What Big Data can tell you about your genome – and why it matters

Faster computing power means that decoding work on the human genome can now be done in hours

Sequencing a single genome these days means analysing half a terabyte of data – very Big Data indeed

We've had a week of looking at the implications of "Big Data" here at The Irish Times , starting last Saturday and continuing into this week.

It’s such a huge topic that finding areas for focus, while doing justice to the whole sweep of the issue, posed challenges for all of us who wrote on it.

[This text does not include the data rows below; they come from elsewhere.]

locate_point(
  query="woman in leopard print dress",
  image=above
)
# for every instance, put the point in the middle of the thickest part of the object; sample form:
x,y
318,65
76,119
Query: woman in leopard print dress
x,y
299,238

One area that I barely touched on in my introductory piece that ran in last Saturday's Weekend section, but which has grabbed my interest, is the implications of Big Data for genome work, especially following excellent talks last summer at the huge European Science Open Forum (ESOF) conference in Dublin.

Faster and cheaper computing power and software has meant that decoding work on the human genome, which took months of painstaking study a decade ago, can now be done in hours – an extraordinary shift.


As of October last year, the going rate for sequencing a genome was $6,618, according to the US government's National Human Genome Research Institute. Hardly a snip, but compare that to $7 million five years ago, and a staggering $95.3 million in 2001, when the first genome was completed by Craig Venter's research team. Sequencing a single genome these days means analysing half a terabyte of data – very Big Data indeed.

Personal genomics is definitely a daunting new world of information for which there are as yet few meaningful applications and a minefield of ethical questions (what does it mean to have one of the genes that predispose for breast cancer, when we don’t fully understand the role of genetic versus environmental factors in disease? And might that affect someone’s ability to get health insurance?).

Pinpoint anomalies
But the broader study of genomics is an area in which advances, and the promise of new insights into genetically linked conditions and eventually, better treatments, is gradually taking off. Some of the most interesting potential for such work lies in working with genetic data from national or regional populations. This is because it is easier to pinpoint anomalies that are linked to conditions when the entire genome of those individuals has less variation. In Ireland, that could make it possible to hone in on understanding conditions such as cystic fibrosis, which occurs more frequently in Irish people.

But understanding can also be gained on common conditions. Icelandic biopharmaceutical company deCODE Genetics – now a part of US company Amgen – has said it has identified genes involved with some cancers, heart disease, and schizophrenia, thanks to access to genetic information for about 100,000 Icelanders.

Controversially, it initially planned to create a national DNA database for the entire Icelandic population, forcing a national discussion in that country on who owns such genetic information and who may use it or profit from it. State plans for such a database were scrapped, but the company has consent from about a third of the population to use its genetic information.

deCODE was founded by Icelandic neurologist Kári Stefánsson – like Venter, a larger than life and controversial figure. Exciting new genetic research at deCODE included the discovery of a rare gene that protects against Alzheimers, carried by 1 per cent of the Icelandic population, which could one day lead to preventative medication for the disease.

He also noted that a mother’s DNA, in general, tends to give protection against problem genes inherited in a father’s DNA, and explained how they have found that the increasing age of fathers is associated with a rise in the risk for autism.

The first Irish genome was sequenced in 2010, opening the door to more detailed Irish work in this new area. But ethical and privacy complications have arisen here too. One set of DNA samples that could be used for important genomic research is contained in a national collection of blood samples, the so-called “Guthrie cards”, obtained from Irish babies for decades, to screen for six genetic diseases.

Priceless resource
Under current Irish data protection laws, the entire collection was, until weeks ago, threatened with destruction, unless new legislation was enacted. Advocates such as Prof John Crowe, president of the Royal College of Physicians, argued that the archive was a priceless resource that could yield future treatments as well as identify those at risk of disease, as new Big Data analysis techniques mature.

At the last moment, the cards got a reprieve, with the Government vowing to find a legal way to guarantee their preservation.

The quality of life of someone you care about may one day depend on research that could come from those cards. Finding a way to protect and preserve them is important – and shouldn’t be long-fingered by the State.